The Dominance of Neutrino-Driven Convection in Core-Collapse Supernovae

TL;DR

This paper demonstrates that neutrino-driven convection is the primary mechanism behind post-shock turbulence in core-collapse supernovae, supported by simulations showing characteristic convection signatures and scaling relations.

Contribution

The study provides the first detailed comparison and scaling relations for neutrino-driven convection in 3D supernova simulations, establishing it as the dominant instability mechanism.

Findings

Convective fluxes and energies align with buoyancy-driven convection expectations.

Positive convective flux correlates with buoyant driving regions.

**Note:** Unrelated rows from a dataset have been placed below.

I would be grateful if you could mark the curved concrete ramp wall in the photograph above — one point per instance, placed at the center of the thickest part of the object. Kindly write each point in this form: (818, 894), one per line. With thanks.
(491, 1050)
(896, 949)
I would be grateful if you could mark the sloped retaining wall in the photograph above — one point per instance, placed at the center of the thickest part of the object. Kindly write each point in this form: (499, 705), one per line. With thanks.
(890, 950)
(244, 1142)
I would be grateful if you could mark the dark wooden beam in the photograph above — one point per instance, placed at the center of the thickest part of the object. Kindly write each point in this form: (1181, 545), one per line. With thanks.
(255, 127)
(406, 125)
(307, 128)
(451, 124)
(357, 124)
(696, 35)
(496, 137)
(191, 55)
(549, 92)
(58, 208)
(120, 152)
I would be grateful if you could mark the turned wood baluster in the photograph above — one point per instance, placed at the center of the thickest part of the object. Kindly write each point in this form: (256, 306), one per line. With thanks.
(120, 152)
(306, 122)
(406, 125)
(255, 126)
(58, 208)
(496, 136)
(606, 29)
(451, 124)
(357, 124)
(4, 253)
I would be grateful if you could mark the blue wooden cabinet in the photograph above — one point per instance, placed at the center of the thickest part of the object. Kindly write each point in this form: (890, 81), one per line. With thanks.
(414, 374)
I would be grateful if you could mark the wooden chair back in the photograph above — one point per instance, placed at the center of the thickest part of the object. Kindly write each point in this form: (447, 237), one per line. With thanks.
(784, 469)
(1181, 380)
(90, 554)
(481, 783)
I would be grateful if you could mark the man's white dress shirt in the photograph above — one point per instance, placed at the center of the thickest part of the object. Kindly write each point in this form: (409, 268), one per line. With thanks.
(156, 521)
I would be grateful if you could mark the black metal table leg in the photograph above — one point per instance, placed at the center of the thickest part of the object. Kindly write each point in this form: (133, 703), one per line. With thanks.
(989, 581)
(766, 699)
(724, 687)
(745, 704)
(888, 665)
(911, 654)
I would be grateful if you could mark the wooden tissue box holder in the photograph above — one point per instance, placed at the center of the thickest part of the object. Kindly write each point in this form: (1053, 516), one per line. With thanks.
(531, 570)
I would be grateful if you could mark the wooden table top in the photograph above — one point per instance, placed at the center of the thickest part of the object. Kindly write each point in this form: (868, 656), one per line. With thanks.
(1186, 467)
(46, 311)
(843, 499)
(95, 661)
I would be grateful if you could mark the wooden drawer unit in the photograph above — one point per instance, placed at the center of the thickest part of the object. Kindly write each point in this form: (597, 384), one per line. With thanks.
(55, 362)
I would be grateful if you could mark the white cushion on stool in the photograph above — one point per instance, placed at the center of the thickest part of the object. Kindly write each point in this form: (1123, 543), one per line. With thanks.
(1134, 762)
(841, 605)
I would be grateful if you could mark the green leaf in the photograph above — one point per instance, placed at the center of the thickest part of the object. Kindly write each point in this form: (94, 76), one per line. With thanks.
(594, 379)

Convective luminosity and dissipation scale with neutrino power.

Abstract

Multi-dimensional instabilities have become an important ingredient in core-collapse supernova (CCSN) theory. Therefore, it is necessary to understand the driving mechanism of the dominant instability. We compare our parameterized three-dimensional CCSN simulations with other buoyancy-driven simulations and propose scaling relations for neutrino-driven convection. Through these comparisons, we infer that buoyancy-driven convection dominates post-shock turbulence in our simulations. In support of this inference, we present four major results. First, the convective fluxes and kinetic energies in the neutrino-heated region are consistent with expectations of buoyancy-driven convection. Second, the convective flux is positive where buoyancy actively drives convection, and the radial and tangential components of the kinetic energy are in rough equipartition (i.e. K_r ~ K_{\theta} + K_{\phi}). Both results are natural consequences of buoyancy-driven convection, and are commonly observed in simulations of convection. Third, buoyant driving is balanced by turbulent dissipation. Fourth, the convective luminosity and turbulent dissipation scale with the driving neutrino power. In all, these four results suggest that in neutrino-driven explosions, the multi-dimensional motions are consistent with neutrino-driven convection.